There’s nothing like calling your work friends “hookers” and catching a quick feel in the hallway when no one’s looking. We all know that Foxy is funny and that from time to time we have work conversations that are less than professional. As a matter of fact, I’m surprised that we haven’t been sent to HR and been promptly fired.
Today, Foxy took a different approach. She went into our mail room to pick up her mail and was kind enough to check my box too. [Ha ha! I said “box”.] Anyway, I knew she was up to something when she flashed me her devious whore smile of hers.
Next thing I know she says to me, “Hey, I picked up your mail again.” Then she handed me this…
Really freaking nice, Foxy. Thanks for saying I work in a whorehouse. No, thanks, I totally mean it.
Wait, if you guys are colleagues then I guess she’s a whorehouse worker too.

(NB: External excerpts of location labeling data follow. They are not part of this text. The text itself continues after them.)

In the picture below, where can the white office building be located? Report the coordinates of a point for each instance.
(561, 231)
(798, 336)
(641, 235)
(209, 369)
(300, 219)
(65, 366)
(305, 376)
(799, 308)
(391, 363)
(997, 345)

I am just here to find the silver lining in every insult.
How’d that beer and prophylactic run work out?
She’s the biggest whore of all.
It was a bummer. They didn’t have the beer I wanted so I spent my money on Colt 45. That’s klassy, right? -CS
Came across your blog on humorblogs.com and am looking forward to reading more. Love it.
Welcome and enjoy the shenanigans!-CS
Be proud of who you are !!
Guess it’s better than be a slut
It’s way better than being a slut because I get paid. -CS
I ❤ Foxy.
So do the maintenance men and the cafeteria workers. -CS
Afternoon Hobag!!!!
Be proud of the “whore-standing”. Once 40 comes….then your a hag.
Peace
#2
Thanks, whore! -CS
I always take “hooker” as a compliment.
What else could it possibly be? -CS
Whenever I do that stuff I get fired.
That’s because you do it to your boss. -CS
If you work in an environment where you are more likely to be sexually harassed by a member of the same sex (than the opposite sex), you are more likely to get away with it, and have no worries.
Its what keeps the world in order.
It keeps the peace. It really does. -CS
I say be proud of your whore-iness.
I wear it with pride. -CS
If you’re her whore, is she your pimp?
Hells to the no. I own her ass. -CS
I like Foxy…You must strike back.
I’m totally going to strike while the iron’s hot. -CS
I enjoy how you characterize our inappropriate conversations as a “time to time” thing. Seriously, if we could get through a single day without discussing pet names for our vagines (I call mine my VaZsa Zsa because sometimes it slaps a cop), porn, prostitution, or sexual habits in general – it would be a freaking miracle. We are dirty, dirty beggars – and proud of it.
From the first cup of coffee in the AM till I power off my PC it is whore-fest, baby. No time to time about it.
Come on! Not everyone needs to know that we feel each other up at work, and pass notes back and forth that have “whore” written on them. -CS
What does it say about me that the first thing I noticed about your lovely piece of mail was the word “Tips” in the phrase “Tools, Tips and Toys…” It totally made me think of Just The Tip Tuesdays!
That was totally a hint, wasn’t it? -CS
That Foxy sure is a quick one. Did you give her a cookie?
Gross. Her husband is responsible for giving her her cookies. Not me. We’re not THAT close. -CS
LMAO. Foxy is a real work of art!
I laughed out loud when I saw this picture…now who is 12?